她怔住了,想起今日自己进宫来,一路上连人都没瞧见。陛下是九五至尊,只有他的宫里的人不用披麻戴孝,可尽管如此,那些宫娥们也是穿着素色的衣裳,没有花纹,不许配簪。连长公主也是这样。
陛下的生辰居然是别人的葬礼吗?
又是谁的葬礼能把陛下的生辰压下去,优先悼念。
贺兰月意识到这不是一件小事,立即跪下,深深地叩首:“请陛下责罚女儿,责罚我无知。”
皇帝起身来,只是淡淡嗯了一声:“起来罢,县主都替你求情了。既然不知者无罪,你都无罪了,我又责罚你什么呢。不过是今天的日子让我想起你阿娘来,又想到了你。看看你的病好些没?”
他这般说,特地强调很怀念她的娘。要不是她知道杨皇后死在什么日子,都要怀疑这就是她的丧礼了。

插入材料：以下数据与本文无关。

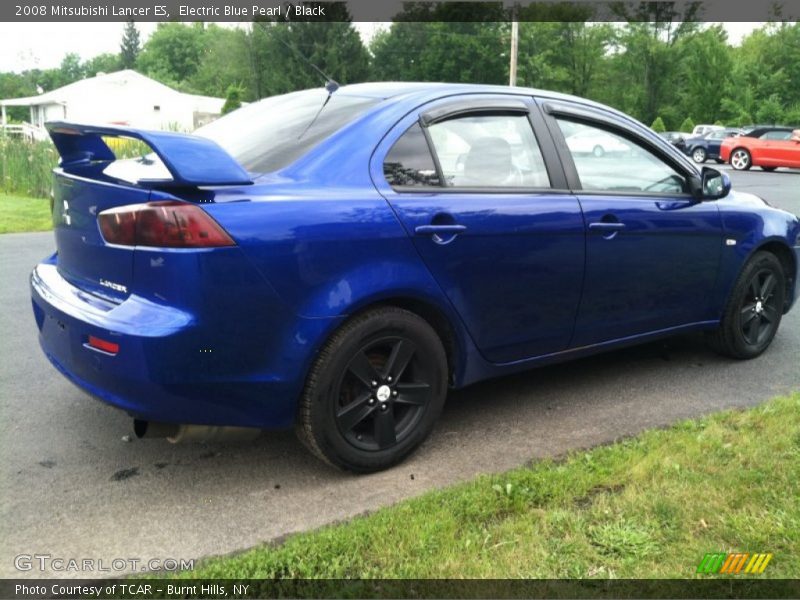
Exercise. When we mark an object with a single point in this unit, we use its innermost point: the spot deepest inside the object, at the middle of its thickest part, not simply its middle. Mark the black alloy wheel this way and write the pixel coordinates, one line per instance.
(759, 312)
(754, 310)
(382, 394)
(375, 391)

好在她今日为了装病,穿得素净得不能再素净,不然可就犯大忌了。贺兰月长吁一口气,看了县主一眼,
目光里满是感动。
如果宝仪还活着,肯定也会这样替她求情。
她也换上服丧的素服,穿上粗麻小衫,包起头发来,跟着县主一同到外面去,亲自去烧香祭祀。可很快,更大的疑问席卷上来。
又是谁的丧礼,能让皇帝怀念起宝仪的娘?
县主牵着她的手,穿过素色的人流:“倘若以后有不知道的,大可先来问问我,知己知彼,不知道能避掉多少艰险呢。至少不至于像今日这样,不是吗?”

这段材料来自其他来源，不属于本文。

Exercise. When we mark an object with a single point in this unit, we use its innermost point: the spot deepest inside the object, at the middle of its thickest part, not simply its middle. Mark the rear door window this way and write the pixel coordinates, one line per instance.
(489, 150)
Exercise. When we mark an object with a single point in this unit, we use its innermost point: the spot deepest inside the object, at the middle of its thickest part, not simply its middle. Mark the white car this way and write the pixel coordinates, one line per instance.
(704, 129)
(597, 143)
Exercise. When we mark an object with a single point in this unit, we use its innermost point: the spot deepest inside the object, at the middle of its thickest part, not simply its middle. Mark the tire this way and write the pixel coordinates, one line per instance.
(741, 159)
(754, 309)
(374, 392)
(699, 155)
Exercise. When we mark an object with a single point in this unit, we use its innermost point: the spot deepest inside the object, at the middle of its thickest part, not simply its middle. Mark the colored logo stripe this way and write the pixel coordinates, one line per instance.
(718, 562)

贺兰月更动容了,她一直偏听偏信李渡的话,对县主很有芥蒂,可无论如何看来,她都是个挑不出错处的好人。她是那样善解人意,也许只有李渡这样的人,才好意思说她不好。
心有城府,看谁都是不怀好意。
贺兰月无奈地撇撇嘴,县主告诉她,因为她要亲自张罗丧礼的缘故,不得不让她独自待会。她把她交给一个姓夏的典正,按兵不动,以防她又因为对宫廷一无所知闹出事端。
这夏典正就是她还没嫁人时,在宫里侍奉她的人,贺兰月犹如看见神兵天降,追着她提问。这不是什么需要避讳的事情,举国皆知的,夏典正告诉她,这是皇帝生母的忌日。
她终于恍然大悟。
夏典正还告诉她更多。
原来皇帝的母亲只不过是宫里的一个小绣娘,先帝偶然撞见了,一时兴起,因此才有了他们兄妹。因为觉得她没有念过书,愚笨粗鄙,先皇并不喜欢他们,甚至不愿意承认这是自己的骨肉。他的娘到死也只是一个小宫女,他们小时候在长安甚至没有自己的宫殿。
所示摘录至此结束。